City Journal has published the text of a recent talk (the Wriston lecture at the Manhattan Institute; video below) given by social psychologist Jonathan Haidt, “The age of outrage: what the current political climate is doing to our country and our universities”.
Here’s one except:
Let us contrast King’s identity politics with the version taught in universities today. There is a new variant that has swept through the academy in the last five years. It is called intersectionality. The term and concept were presented in a 1989 essay by Kimberlé Crenshaw, a law professor at UCLA, who made the very reasonable point that a black woman’s experience in America is not captured by the summation of the black experience and the female experience. She analyzed a legal case in which black women were victims of discrimination at General Motors, even when the company could show that it hired plenty of blacks (in factory jobs dominated by men), and it hired plenty of women (in clerical jobs dominated by whites). So even though GM was found not guilty of discriminating against blacks or women, it ended up hiring hardly any black women. This is an excellent argument. What academic could oppose the claim that when analyzing a complex system, we must look at interaction effects, not just main effects?
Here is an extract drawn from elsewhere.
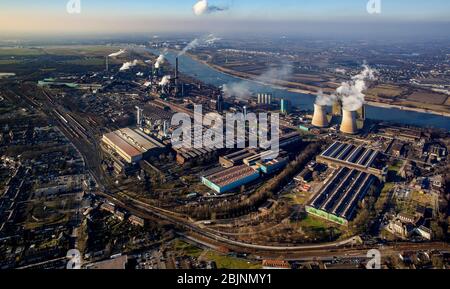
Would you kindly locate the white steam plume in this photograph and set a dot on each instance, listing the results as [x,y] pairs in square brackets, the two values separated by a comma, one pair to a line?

But what happens when young people study intersectionality? In some majors, it’s woven into many courses. Students memorize diagrams showing matrices of privilege and oppression. It’s not just white privilege causing black oppression, and male privilege causing female oppression; its heterosexual vs. LGBTQ, able-bodied vs. disabled; young vs. old, attractive vs. unattractive, even fertile vs. infertile. Anything that a group has that is good or valued is seen as a kind of privilege, which causes a kind of oppression in those who don’t have it. A funny thing happens when you take young human beings, whose minds evolved for tribal warfare and us/them thinking, and you fill those minds full of binary dimensions. You tell them that one side of each binary is good and the other is bad. You turn on their ancient tribal circuits, preparing them for battle. Many students find it thrilling; it floods them with a sense of meaning and purpose.
And here’s the strategically brilliant move made by intersectionality: all of the binary dimensions of oppression are said to be interlocking and overlapping. America is said to be one giant matrix of oppression, and its victims cannot fight their battles separately. They must all come together to fight their common enemy, the group that sits at the top of the pyramid of oppression: the straight, white, cis-gendered, able-bodied Christian or Jewish or possibly atheist male. This is why a perceived slight against one victim group calls forth protest from all victim groups. This is why so many campus groups now align against Israel. Intersectionality is like NATO for social-justice activists.
This means that on any campus where intersectionality thrives, conflict will be eternal, because no campus can eliminate all offense, all microaggressions, and all misunderstandings. This is why the use of shout-downs, intimidation, and even violence in response to words and ideas is most common at our most progressive universities, in the most progressive regions of the country. It’s schools such as Yale, Brown, and Middlebury in New England, and U.C. Berkeley, Evergreen, and Reed on the West Coast. Are those the places where oppression is worst, or are they the places where this new way of thinking is most widespread?
Do read (or watch) the whole talk. Haidt does end on an optimistic note, but it doesn’t make me very optimistic.